You recognize him from ‘Difficult People’ and ‘At Home with Amy Sedaris’. Todd Oldham

Cole Escola is on the brink of becoming a household name—at least in households with more than one homosexual occupant. The 31-year-old actor, comic, and singer has been haunting cabaret and theater stages for years, but he's recently found a home on TV as well, both on At Home with Amy Sedaris and the dearly departed Difficult People. He describes his solo show Help! I'm Stuck! as "me onstage with wigs and costumes," adding: "It's just stupid. That's the most important thing. It's stupid."

What do you prefer—theater or television?

My preference is always to get naked and put wigs on in front of people.

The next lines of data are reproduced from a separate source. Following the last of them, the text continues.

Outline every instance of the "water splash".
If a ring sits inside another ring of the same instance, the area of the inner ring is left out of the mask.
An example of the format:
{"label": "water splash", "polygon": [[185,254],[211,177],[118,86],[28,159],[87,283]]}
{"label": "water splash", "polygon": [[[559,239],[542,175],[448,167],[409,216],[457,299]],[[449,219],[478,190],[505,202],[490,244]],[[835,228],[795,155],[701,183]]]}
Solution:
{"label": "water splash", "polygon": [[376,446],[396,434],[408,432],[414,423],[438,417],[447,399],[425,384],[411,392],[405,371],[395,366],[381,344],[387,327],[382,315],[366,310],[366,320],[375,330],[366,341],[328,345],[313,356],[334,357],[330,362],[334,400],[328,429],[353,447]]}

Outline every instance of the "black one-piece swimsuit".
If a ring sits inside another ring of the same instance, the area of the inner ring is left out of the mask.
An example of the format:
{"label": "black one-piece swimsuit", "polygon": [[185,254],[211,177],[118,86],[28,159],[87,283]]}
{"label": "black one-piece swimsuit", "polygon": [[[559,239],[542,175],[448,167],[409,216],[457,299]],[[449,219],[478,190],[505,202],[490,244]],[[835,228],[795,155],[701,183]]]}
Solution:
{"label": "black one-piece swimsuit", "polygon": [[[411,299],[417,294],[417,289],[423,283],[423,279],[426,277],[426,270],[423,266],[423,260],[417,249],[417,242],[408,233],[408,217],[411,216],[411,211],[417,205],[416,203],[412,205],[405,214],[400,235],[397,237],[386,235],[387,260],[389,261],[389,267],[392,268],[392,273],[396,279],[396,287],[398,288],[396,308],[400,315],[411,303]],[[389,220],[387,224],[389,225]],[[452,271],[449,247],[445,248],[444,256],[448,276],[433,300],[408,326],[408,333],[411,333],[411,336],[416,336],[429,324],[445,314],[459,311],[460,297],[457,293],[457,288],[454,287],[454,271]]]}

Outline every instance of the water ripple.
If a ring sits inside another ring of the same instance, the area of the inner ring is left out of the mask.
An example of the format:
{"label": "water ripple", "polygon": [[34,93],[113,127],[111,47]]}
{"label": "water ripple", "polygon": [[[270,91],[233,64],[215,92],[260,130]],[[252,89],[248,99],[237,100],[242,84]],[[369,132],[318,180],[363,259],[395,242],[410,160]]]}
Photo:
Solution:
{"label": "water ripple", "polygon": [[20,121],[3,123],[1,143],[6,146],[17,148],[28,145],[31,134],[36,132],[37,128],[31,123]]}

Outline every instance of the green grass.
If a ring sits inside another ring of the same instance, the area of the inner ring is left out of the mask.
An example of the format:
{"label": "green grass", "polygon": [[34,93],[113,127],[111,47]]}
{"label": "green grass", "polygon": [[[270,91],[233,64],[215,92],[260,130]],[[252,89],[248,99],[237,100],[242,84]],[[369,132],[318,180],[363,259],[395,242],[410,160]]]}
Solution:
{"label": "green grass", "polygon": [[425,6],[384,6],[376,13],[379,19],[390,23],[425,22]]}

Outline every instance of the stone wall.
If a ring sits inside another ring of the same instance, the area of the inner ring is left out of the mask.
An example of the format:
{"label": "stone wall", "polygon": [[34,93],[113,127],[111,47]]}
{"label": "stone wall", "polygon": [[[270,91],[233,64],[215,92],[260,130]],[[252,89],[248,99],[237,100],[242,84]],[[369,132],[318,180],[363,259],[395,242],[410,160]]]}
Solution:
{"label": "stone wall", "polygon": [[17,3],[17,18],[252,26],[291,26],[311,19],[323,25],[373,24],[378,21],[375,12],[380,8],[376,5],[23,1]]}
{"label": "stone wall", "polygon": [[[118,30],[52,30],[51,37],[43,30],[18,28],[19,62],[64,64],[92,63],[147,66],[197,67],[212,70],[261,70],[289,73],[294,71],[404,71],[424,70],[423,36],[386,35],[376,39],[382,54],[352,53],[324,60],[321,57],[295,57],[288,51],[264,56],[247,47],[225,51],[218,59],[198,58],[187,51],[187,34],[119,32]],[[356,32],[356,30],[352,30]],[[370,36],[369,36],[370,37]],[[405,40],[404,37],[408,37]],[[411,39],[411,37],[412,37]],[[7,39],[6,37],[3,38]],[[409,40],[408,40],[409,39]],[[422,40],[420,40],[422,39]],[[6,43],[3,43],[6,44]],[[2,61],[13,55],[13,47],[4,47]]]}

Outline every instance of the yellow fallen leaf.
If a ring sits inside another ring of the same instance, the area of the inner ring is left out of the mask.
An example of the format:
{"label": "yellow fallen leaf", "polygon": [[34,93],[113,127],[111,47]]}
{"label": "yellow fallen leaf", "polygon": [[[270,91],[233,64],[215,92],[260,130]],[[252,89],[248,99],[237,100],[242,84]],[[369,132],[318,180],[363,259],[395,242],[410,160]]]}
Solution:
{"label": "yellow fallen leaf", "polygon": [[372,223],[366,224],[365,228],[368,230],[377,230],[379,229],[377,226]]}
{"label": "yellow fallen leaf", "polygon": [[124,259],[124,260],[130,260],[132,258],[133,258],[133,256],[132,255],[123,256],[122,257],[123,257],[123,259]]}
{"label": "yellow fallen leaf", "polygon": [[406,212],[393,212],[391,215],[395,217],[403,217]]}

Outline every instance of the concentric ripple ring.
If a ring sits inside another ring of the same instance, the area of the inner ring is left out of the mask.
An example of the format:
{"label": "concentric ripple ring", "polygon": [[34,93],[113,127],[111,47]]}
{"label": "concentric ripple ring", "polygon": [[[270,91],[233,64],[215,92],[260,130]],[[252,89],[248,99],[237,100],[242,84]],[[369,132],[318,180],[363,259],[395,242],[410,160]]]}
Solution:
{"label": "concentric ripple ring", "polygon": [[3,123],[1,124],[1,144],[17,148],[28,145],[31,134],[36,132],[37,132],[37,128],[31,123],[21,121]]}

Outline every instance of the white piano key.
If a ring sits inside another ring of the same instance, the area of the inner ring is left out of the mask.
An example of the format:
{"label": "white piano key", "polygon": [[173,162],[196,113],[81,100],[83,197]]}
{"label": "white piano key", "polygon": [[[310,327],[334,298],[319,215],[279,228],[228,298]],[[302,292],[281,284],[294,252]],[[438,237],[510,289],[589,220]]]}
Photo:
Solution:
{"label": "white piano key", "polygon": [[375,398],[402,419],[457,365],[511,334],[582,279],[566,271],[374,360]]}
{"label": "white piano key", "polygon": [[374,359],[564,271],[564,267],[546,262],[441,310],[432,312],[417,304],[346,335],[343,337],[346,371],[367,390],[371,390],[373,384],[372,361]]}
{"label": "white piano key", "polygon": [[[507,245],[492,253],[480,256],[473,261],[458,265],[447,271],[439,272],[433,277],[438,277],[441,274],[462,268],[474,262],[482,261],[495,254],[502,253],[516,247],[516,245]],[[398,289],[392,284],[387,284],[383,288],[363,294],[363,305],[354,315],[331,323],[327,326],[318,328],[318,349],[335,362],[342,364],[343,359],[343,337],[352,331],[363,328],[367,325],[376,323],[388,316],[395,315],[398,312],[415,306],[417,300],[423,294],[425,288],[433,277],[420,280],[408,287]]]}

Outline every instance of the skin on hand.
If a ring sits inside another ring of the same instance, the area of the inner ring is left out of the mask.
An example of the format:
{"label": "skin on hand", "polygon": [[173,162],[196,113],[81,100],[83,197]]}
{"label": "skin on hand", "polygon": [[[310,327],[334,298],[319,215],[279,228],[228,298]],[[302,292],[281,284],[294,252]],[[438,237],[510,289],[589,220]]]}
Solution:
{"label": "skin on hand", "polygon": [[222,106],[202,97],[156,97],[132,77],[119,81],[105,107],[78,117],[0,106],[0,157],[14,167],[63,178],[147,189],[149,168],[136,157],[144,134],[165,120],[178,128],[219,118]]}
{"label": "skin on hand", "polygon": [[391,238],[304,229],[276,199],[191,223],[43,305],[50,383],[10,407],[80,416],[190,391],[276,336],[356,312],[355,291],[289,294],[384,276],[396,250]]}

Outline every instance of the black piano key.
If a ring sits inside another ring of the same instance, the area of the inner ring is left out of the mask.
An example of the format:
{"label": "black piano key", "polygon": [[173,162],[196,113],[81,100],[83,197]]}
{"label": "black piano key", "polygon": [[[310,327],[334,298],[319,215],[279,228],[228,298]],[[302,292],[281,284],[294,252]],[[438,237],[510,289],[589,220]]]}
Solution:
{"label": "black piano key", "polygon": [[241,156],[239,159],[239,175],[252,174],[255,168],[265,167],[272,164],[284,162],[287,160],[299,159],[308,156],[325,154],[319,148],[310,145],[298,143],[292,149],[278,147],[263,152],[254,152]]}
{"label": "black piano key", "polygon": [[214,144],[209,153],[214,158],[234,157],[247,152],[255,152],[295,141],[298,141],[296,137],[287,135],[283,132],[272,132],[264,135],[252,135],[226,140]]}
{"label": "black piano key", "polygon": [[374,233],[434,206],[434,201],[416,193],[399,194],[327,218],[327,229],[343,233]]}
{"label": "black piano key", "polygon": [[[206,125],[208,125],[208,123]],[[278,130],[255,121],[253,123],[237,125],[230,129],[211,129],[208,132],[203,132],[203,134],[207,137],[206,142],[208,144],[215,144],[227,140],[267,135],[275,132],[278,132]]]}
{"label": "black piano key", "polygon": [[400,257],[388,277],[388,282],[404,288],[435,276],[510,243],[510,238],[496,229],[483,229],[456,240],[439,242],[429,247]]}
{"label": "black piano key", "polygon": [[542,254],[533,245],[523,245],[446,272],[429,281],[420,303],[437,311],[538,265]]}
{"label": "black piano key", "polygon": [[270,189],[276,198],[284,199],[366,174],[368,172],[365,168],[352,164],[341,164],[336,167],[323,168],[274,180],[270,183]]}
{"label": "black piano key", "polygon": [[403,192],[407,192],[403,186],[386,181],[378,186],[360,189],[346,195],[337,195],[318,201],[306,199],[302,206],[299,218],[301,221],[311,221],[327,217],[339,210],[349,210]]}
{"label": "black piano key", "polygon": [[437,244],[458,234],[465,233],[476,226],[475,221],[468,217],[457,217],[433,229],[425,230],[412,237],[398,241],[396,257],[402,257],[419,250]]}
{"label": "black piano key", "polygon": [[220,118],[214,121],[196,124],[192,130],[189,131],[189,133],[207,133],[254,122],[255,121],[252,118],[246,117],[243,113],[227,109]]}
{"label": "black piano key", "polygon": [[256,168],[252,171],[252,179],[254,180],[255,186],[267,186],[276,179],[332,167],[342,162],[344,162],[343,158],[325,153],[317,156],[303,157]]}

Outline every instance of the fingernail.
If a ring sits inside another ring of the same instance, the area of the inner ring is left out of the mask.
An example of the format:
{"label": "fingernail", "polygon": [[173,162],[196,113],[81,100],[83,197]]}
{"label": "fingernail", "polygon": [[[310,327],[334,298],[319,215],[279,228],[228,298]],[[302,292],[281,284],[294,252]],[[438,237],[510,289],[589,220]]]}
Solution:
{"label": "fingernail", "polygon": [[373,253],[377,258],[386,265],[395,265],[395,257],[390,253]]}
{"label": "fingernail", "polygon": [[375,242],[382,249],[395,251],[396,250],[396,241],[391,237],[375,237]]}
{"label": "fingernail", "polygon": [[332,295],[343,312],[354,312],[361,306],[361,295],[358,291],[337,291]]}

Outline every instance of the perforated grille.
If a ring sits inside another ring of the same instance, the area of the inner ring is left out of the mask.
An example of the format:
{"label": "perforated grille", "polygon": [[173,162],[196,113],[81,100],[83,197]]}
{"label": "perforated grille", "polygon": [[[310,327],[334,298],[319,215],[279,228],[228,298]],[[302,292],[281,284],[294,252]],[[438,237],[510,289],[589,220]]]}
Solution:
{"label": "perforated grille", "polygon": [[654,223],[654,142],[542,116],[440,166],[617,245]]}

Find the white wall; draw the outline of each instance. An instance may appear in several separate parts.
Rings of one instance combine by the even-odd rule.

I guess there aren't many channels you can do that on.

Yeah, no networks have reached out.

My editor wants me to talk to you about the state of the world. Do you think Lindsey Graham is gay?

Do I think that Lindsey Graham is gay? Yes.

Do you think that the bad things he does are related to being a closet case?

I mean, when I was watching him during the Kavanaugh hearings, it looked to me like he was putting on a show so that he could be the hero of the jocks, you know? He just wants to please all the cool guys. He wants to be in. But there are equally despicable out gay people, like what's his name... Milo. Coming out is not a cure-all for being a bad person.

Were you out in high school?

Not until I moved in my junior year to a bigger school in a bigger town. I came out there, when I was 17.

Was that in rural Oregon?

I'm from a town called Clatskanie [Oregon], which has maybe like 1,600 people. It was a paper-mill town. And then I moved to a slightly larger town: Longview, Washington.

Oh, yes, Longview. Has that nice paper-mill smell.

Yes. That delicious smell. But no one cared. They called me "fag" more before I came out. And then once I came out, they would be like, "Fag," and I would be like, "Yeah?"

Were you always confident that you would be successful?

No. I thought that I would be miserable forever. I had big dreams, but I was told that they were not realistic because we were so poor. I lived the first part of my life in a trailer, and then when my mom and my brother and I left my dad, we lived in government housing. I believed I couldn't afford to have a great life.

Do you ever hear from people you went to high school with who are like, "Holy shit, I saw you on TV"?

Yeah, I've heard from a couple people. It's been very sweet. I hear from people being like, "I always knew you'd make it. Congrats!" And I'm like, "You never gave me the time of day."